Pourquoi considère-t-on la Grande-Bretagne comme le mauvais élève de la classe européenne, toujours réticent, toujours critique, qui, depuis les années 1950 jusqu'à aujourd'hui, a refusé de s'engager dans les projets d'intégration de l'Union européenne ? L'arrivée de Tony Blair au pouvoir va-t-elle changer cet état de fait ? Pour répondre à ces questions, il faut revenir aux sources d'un double malentendu entre Britanniques et continentaux : ceux-ci refusent souvent de voir la logique à l'oeuvre dans l'attitude britannique (même si celle-ci ne se laisse pas toujours clairement distinguer) et négligent un certain nombre de facteurs spécifiques à ce pays. Les Britanniques, de leur côté, ont sous-estimé et mal compris la portée du processus d'intégration européenne entamé dans les années 1950.
Pour comprendre comment on a abouti à ces malentendus réciproques, il est indispensable de mettre l'accent sur des facteurs proprement britanniques, qui sont à l'origine d'une scène politique interne particulière : le poids de l'histoire et peut-être de la géographie ne doit pas être négligé.
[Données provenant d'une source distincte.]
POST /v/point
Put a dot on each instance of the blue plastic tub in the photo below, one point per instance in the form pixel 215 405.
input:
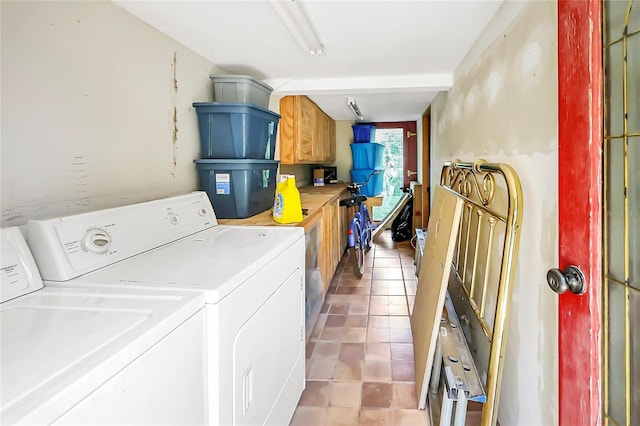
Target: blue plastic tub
pixel 236 131
pixel 364 133
pixel 238 188
pixel 375 185
pixel 367 155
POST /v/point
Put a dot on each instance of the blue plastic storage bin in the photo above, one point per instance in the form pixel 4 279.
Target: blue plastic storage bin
pixel 364 133
pixel 236 131
pixel 367 155
pixel 238 188
pixel 375 185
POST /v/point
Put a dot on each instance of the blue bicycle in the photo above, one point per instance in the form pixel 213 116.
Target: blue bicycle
pixel 359 238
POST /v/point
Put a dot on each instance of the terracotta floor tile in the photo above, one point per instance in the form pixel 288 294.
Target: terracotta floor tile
pixel 402 351
pixel 354 334
pixel 377 351
pixel 402 371
pixel 357 321
pixel 326 349
pixel 339 308
pixel 340 416
pixel 351 351
pixel 348 369
pixel 379 309
pixel 309 348
pixel 383 252
pixel 309 416
pixel 375 417
pixel 387 262
pixel 345 394
pixel 377 395
pixel 402 335
pixel 335 321
pixel 377 371
pixel 378 321
pixel 317 328
pixel 398 310
pixel 404 395
pixel 321 368
pixel 379 335
pixel 399 322
pixel 316 394
pixel 360 366
pixel 332 334
pixel 357 309
pixel 398 300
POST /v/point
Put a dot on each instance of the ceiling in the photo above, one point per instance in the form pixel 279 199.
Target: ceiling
pixel 393 57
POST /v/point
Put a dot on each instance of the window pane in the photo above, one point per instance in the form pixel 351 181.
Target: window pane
pixel 633 82
pixel 616 353
pixel 634 20
pixel 613 88
pixel 615 12
pixel 634 321
pixel 634 212
pixel 615 208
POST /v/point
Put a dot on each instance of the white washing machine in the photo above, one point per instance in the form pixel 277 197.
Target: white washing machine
pixel 252 278
pixel 96 356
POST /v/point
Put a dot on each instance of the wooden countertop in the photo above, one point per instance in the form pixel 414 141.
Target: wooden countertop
pixel 312 198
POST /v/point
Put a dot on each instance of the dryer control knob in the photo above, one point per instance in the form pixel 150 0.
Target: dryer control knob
pixel 96 240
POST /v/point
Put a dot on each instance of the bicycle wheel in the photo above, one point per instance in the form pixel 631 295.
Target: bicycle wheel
pixel 367 244
pixel 357 253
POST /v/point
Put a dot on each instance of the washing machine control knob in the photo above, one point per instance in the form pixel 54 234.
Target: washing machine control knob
pixel 96 240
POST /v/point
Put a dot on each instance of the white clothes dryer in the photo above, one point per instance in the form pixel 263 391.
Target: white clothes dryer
pixel 252 278
pixel 96 355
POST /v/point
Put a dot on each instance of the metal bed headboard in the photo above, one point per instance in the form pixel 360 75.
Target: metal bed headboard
pixel 484 264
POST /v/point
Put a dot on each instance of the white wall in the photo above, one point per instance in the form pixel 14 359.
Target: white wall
pixel 503 107
pixel 96 109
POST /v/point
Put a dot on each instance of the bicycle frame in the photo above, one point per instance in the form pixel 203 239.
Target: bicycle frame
pixel 360 225
pixel 359 234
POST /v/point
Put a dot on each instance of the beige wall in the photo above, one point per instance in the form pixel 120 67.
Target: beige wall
pixel 503 107
pixel 89 96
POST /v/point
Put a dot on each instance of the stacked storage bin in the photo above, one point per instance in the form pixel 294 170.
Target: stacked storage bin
pixel 237 136
pixel 368 157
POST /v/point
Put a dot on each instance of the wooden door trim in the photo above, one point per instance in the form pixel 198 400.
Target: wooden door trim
pixel 426 164
pixel 580 115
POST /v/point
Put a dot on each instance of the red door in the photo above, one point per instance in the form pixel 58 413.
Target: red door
pixel 580 138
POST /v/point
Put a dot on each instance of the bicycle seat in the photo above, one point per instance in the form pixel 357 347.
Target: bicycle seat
pixel 353 201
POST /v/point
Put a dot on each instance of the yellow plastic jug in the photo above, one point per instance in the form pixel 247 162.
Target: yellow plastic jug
pixel 287 207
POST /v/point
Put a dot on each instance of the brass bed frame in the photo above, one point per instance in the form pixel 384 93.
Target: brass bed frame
pixel 479 290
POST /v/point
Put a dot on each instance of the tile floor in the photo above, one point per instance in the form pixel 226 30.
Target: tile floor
pixel 360 356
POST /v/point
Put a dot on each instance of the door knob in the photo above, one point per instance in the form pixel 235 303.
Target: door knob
pixel 571 279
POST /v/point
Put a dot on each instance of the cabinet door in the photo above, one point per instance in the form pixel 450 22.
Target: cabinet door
pixel 331 139
pixel 306 135
pixel 327 245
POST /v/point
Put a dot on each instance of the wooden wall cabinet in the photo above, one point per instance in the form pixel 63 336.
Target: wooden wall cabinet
pixel 307 134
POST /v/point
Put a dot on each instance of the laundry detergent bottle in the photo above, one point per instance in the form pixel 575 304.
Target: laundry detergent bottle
pixel 286 206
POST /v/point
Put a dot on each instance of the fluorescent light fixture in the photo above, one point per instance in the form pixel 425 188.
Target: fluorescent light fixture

Il faut revenir aussi sur les mythes fondateurs qui ont forgé la nation anglaise et le nationalisme britannique, qui se sont définis en opposition par rapport au continent pendant des siècles, abrités derrière un fort sentiment de supériorité.
De cette histoire particulière découle une culture politique peu encline à une participation dénuée d'arrière-pensées à la construction européenne, qui explique la violence des passions et débats que continuent à susciter, outre-Manche, les questions européennes et dont Tony Blair, si populaire soit-il, devra tenir compte.